A/B Testing Machine Learning Models in Production Using Amazon SageMaker (Discussion)
Kieran Kavanaugh, David Nigenda, and I, recently wrote a post for the AWS Machine Learning Blog about A/B Testing ML models in production using Amazon SageMaker. I recommend reading the post, and also checking out our accompanying Jupyter notebook (A/B Testing with Amazon SageMaker).
In this post, I wanted to add context to our AWS blog post, by sharing a high level design diagram of a potential real-time inference production machine learning workflow.
A Potential Real-time Inference ML Workflow
Notice that the ML inference service has multiple models that can be used to service an inference request to its endpoint.
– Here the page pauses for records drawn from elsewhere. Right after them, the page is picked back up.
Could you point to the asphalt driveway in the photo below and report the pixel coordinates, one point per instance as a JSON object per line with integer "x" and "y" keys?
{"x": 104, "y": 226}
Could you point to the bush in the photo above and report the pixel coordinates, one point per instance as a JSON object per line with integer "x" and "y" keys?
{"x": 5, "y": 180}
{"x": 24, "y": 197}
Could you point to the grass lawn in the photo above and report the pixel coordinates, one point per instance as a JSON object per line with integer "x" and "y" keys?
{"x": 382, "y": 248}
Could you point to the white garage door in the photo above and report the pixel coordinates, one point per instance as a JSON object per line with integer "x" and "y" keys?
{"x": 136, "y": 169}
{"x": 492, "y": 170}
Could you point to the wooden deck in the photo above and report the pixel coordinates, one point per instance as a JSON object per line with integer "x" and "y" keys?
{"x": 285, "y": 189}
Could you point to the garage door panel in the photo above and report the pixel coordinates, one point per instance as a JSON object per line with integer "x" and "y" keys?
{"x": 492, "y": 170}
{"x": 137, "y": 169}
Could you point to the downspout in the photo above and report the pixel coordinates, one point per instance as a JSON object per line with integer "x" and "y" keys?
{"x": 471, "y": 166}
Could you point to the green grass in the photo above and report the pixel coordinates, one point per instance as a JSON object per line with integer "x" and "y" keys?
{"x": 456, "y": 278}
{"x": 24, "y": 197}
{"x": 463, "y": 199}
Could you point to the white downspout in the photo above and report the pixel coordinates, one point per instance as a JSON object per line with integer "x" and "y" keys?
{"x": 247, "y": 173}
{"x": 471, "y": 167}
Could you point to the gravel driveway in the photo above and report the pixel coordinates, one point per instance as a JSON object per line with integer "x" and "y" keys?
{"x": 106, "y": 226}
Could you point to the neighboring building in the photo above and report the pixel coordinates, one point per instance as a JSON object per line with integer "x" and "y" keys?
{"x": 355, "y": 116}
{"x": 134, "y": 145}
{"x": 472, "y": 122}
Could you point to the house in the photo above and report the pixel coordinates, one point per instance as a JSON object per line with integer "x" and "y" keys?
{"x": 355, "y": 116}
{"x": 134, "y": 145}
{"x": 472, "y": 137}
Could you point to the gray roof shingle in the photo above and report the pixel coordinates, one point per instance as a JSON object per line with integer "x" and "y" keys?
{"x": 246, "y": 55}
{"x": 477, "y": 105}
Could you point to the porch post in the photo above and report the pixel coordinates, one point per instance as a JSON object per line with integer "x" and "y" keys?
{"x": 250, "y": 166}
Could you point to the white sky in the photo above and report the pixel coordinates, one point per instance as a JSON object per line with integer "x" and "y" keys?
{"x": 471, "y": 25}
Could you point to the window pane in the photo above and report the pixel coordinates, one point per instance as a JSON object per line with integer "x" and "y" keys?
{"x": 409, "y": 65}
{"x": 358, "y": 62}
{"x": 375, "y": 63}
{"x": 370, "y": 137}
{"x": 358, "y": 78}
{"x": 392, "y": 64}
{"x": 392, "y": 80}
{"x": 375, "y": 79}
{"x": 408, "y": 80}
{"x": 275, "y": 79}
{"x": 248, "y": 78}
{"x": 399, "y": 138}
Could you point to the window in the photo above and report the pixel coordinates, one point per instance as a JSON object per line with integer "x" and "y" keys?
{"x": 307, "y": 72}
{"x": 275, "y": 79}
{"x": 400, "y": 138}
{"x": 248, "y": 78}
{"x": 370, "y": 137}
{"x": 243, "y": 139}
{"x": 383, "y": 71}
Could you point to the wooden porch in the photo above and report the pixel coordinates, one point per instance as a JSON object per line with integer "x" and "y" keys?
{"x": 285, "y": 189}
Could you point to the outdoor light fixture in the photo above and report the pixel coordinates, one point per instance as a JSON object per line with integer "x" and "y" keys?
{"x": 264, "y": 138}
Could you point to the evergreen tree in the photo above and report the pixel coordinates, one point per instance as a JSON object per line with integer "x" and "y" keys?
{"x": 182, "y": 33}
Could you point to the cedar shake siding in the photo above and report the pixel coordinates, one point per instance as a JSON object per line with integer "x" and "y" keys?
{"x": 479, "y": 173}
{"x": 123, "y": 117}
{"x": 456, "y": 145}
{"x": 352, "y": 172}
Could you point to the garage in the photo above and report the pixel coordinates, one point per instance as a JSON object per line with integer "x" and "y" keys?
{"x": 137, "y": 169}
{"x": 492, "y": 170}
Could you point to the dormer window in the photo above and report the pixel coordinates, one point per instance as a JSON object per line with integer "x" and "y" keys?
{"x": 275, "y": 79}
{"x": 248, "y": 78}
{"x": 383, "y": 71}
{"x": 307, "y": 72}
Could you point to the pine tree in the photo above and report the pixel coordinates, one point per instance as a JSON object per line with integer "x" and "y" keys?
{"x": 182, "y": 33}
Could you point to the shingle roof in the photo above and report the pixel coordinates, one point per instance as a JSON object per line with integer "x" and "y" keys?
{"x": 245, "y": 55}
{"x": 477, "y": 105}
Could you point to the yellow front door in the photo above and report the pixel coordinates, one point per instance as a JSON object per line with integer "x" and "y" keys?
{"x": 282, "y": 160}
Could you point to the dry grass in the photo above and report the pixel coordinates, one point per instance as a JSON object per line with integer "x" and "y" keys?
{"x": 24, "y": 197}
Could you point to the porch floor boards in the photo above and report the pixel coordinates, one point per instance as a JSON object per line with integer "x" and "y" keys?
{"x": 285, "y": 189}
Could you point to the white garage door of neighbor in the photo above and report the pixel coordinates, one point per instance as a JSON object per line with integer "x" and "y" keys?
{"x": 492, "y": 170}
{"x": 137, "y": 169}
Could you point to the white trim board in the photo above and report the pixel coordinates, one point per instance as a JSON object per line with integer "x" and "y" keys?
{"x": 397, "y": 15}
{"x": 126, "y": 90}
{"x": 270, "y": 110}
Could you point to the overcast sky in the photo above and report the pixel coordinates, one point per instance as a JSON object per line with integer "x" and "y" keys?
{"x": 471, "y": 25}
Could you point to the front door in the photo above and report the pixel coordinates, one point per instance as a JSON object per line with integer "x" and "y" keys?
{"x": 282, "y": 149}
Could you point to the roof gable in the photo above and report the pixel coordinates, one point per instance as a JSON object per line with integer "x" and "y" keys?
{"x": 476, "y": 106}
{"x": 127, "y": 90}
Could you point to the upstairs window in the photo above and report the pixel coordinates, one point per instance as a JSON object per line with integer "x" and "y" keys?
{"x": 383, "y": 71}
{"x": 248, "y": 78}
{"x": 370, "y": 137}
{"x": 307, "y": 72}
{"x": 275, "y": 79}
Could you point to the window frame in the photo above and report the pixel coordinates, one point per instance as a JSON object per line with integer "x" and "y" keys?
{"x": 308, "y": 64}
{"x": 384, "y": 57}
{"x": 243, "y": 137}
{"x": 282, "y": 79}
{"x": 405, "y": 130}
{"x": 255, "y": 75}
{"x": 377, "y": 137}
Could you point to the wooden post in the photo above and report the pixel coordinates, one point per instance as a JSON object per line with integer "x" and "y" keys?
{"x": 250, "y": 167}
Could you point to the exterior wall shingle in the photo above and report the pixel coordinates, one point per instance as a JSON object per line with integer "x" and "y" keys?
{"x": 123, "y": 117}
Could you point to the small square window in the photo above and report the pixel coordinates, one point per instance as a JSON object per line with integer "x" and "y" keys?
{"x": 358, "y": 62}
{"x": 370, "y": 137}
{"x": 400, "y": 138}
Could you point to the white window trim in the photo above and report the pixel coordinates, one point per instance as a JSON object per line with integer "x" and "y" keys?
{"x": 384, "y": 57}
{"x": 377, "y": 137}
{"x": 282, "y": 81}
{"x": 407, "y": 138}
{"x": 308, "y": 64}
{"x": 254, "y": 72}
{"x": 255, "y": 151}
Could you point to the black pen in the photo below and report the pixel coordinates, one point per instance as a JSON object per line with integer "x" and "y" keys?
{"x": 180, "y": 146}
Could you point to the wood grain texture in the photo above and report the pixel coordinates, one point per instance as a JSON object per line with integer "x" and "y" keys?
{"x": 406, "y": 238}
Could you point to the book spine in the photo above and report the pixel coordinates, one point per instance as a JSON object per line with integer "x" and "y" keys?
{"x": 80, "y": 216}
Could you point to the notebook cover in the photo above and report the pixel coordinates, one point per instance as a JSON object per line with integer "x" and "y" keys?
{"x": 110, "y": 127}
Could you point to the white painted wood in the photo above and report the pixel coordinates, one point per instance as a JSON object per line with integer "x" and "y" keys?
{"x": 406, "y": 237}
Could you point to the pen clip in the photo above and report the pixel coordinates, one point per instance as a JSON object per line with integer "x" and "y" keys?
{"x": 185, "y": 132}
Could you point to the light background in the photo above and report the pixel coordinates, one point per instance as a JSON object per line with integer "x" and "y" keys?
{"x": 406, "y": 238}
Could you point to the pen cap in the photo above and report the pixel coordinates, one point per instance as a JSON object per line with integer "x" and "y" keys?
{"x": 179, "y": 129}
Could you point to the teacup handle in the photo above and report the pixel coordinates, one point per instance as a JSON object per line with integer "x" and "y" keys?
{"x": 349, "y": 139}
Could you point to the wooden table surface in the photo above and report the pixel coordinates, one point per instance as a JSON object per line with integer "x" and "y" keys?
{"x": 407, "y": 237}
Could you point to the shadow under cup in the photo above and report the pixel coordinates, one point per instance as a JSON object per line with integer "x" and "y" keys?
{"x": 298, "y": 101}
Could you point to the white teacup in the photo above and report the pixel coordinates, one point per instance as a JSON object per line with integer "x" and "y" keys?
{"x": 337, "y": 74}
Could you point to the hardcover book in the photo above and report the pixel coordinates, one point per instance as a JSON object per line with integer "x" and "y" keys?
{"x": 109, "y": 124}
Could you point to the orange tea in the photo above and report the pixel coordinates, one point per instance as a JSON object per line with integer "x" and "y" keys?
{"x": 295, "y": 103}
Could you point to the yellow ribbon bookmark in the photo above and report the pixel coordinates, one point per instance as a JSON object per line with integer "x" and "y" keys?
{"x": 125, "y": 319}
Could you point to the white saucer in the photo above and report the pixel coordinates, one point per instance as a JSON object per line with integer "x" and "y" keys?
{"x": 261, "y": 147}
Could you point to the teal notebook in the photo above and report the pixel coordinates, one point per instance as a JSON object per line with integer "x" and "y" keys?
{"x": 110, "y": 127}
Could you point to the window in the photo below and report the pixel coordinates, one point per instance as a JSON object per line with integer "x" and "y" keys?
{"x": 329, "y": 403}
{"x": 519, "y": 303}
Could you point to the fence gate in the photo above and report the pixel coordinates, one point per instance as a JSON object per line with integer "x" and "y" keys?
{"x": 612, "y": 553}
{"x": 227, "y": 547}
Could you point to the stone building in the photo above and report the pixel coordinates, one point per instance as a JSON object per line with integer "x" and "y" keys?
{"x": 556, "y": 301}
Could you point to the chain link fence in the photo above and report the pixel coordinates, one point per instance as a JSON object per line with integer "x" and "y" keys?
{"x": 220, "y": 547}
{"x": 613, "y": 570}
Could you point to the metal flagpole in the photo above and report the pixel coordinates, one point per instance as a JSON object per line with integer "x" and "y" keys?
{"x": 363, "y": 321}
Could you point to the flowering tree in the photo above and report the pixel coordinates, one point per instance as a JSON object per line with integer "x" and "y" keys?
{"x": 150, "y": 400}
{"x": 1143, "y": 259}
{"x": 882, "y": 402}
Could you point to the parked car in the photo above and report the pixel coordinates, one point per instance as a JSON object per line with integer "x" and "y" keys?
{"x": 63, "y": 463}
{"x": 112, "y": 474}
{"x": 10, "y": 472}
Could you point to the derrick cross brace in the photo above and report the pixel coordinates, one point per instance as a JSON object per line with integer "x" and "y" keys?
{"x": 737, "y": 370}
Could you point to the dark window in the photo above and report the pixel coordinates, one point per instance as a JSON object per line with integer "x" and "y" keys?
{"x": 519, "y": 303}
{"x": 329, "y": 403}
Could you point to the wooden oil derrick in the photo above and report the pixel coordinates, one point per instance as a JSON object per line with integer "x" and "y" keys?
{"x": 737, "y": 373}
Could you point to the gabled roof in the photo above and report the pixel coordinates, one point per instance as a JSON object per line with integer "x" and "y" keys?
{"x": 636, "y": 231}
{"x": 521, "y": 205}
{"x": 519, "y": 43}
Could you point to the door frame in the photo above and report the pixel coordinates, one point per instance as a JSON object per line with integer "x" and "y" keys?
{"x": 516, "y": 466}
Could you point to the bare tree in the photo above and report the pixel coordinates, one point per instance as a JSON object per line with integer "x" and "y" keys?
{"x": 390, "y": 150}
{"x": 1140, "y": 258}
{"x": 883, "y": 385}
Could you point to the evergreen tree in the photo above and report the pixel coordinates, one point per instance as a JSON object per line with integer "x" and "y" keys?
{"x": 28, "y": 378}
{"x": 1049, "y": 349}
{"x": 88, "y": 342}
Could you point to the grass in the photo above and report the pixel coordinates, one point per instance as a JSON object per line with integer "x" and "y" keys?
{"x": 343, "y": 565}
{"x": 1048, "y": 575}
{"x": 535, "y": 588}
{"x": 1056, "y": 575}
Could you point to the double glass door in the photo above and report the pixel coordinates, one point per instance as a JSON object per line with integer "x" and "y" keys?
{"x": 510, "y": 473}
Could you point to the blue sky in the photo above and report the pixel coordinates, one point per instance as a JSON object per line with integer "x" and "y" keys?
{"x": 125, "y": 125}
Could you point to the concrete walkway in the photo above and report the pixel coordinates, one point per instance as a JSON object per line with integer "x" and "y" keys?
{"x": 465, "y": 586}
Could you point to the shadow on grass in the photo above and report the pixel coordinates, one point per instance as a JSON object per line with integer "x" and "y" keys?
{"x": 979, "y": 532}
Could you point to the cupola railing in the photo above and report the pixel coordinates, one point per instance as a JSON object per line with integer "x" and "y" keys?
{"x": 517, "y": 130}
The question then is, what logic does the service use, to route an inference request to a specific ML model.
In the Amazon SageMaker context, a ProductionVariant “identifies a model that you want to host and the resources to deploy for hosting it” (straight from the docs!). In our post, we discuss how with SageMaker endpoints hosting multiple ProductionVariants, users can (1) specify how traffic is distributed between ProductionVariants and their corresponding models using a weighted random approach, or override this default traffic distribution behavior and (2) explicitly specify which ProductionVariant and corresponding model should service an inference request.
This flexibility opens up the possibility of A/B testing a new ML model with production traffic in various ways, thereby adding an effective final step in the validation process for a new model.